You need to understand that there’s a noticeable difference between a photographer that mass-produces prints and one that only prints out a limited series for a gallery. It’s also vital to find out and analyze how other business models handle print sales.
This is needed in case you choose to branch out or merge different business approaches. After all, you can decide to sell most photos in mass quantities while reserving your best work for fine art prints. Now, divert your attention to these 3 suggestions on pricing photography prints and selling them.
If you plan to get into print sales but won’t invest the effort needed to find out what is trending in the art world, you can’t expect to make a lot of money. Research and study the market. There’s no need to switch to a different genre to maximize your revenue, but you can’t completely ignore what the competitors are doing either.
Additionally, you should try to estimate how much are clients ready to pay and what level of quality you have to deliver. Even the best photos in the world won't look good if you use poor paper or cut costs on printing since that will quickly affect your bottom line.
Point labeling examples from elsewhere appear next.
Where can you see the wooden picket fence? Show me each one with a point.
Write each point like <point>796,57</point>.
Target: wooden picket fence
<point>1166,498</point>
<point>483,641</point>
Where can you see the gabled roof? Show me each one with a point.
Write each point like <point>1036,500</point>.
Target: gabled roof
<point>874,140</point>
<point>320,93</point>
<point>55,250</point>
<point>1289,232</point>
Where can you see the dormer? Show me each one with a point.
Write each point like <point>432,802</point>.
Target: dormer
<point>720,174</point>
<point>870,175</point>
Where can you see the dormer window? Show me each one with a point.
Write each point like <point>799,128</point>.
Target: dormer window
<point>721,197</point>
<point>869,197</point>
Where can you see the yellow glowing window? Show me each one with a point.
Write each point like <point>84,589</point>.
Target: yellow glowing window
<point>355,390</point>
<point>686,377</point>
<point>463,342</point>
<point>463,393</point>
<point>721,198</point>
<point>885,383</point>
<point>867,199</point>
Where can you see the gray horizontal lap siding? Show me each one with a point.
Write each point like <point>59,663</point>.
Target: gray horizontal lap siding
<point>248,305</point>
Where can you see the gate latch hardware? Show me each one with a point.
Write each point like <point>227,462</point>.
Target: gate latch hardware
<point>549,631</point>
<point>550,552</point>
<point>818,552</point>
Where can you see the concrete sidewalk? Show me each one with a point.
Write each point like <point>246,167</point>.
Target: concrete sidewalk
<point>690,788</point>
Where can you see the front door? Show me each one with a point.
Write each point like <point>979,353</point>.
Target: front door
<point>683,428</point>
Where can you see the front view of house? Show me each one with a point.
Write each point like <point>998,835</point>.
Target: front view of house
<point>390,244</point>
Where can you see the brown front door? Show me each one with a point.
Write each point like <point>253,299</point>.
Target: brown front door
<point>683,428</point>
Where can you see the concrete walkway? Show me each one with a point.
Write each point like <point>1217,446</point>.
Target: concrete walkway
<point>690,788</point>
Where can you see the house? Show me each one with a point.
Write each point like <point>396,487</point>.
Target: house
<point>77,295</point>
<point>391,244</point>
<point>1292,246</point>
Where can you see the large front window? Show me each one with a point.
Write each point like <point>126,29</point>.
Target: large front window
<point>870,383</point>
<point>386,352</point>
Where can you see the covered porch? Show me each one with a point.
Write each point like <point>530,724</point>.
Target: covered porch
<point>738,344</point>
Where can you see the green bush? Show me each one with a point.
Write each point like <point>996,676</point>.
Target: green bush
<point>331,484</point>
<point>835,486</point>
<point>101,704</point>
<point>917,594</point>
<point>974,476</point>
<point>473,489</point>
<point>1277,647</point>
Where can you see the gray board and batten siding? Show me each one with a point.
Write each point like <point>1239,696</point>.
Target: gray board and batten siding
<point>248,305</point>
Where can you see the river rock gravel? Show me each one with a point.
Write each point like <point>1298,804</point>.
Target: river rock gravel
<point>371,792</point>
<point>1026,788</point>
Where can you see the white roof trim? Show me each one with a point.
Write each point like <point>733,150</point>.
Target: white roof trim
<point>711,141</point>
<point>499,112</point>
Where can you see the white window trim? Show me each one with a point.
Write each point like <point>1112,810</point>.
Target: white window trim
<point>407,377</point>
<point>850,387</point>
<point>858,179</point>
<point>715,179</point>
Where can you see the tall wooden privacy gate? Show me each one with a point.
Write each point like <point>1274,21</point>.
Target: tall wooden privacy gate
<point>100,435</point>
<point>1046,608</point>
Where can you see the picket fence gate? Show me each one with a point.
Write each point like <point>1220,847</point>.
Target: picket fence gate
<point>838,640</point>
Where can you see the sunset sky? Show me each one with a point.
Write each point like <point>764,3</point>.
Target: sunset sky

You can take advantage of a long list of printing websites that have huge collections of best-selling photo examples. Examine the price points offered by those websites and competing photographers.
When it comes to critics, it’s nearly impossible to find a more subjective one than yourself. Photographers are typically either too hard on their work or are unable to see some flaws and room for improvement that would be instantly visible to a third party. That's why it's crucial to break away from the emotional attachment you have to your work and look at it with an open mind. If you have trouble doing that, establish a mentor relationship with someone who can.
Another useful suggestion is to select an e-commerce platform that allows you to track the statistics of what photos visitors are viewing the most. The provided management tools should record and break down what your audience clicks on and buys.
Such data can be extremely important for optimizing your photography print sales strategy. If a specific work isn’t selling, you can consider taking it down and replacing it with a similar image to those that have higher sales figures.
When launching and running a business, one of the core principles you have to uphold is cost management. You have to implement it to ensure you’re not wasting any money while keeping tabs on the quality of your products and how your competition is pricing photography prints.
It sounds simple but the reality of balancing different aspects is a bit harder and one that needs to be addressed regularly. When talking about photography prints, the bulk of cost management comes down to paper stock and printing services.
Additionally, you have to factor in the client’s quality expectations. As mentioned above, you can’t realistically expect to sell fine art prints if the quality of the paper is subpar. You won’t be able to pitch such a product to galleries, and a customer will never buy a second print after seeing the low quality of the first one they got.
Another vital consideration is the quality of the photo itself. It doesn't matter if you want to sell a single or a hundred prints of a photo, the time you invest into image post processing is as important as the time you invest into the actual photoshoot and pricing photo prints.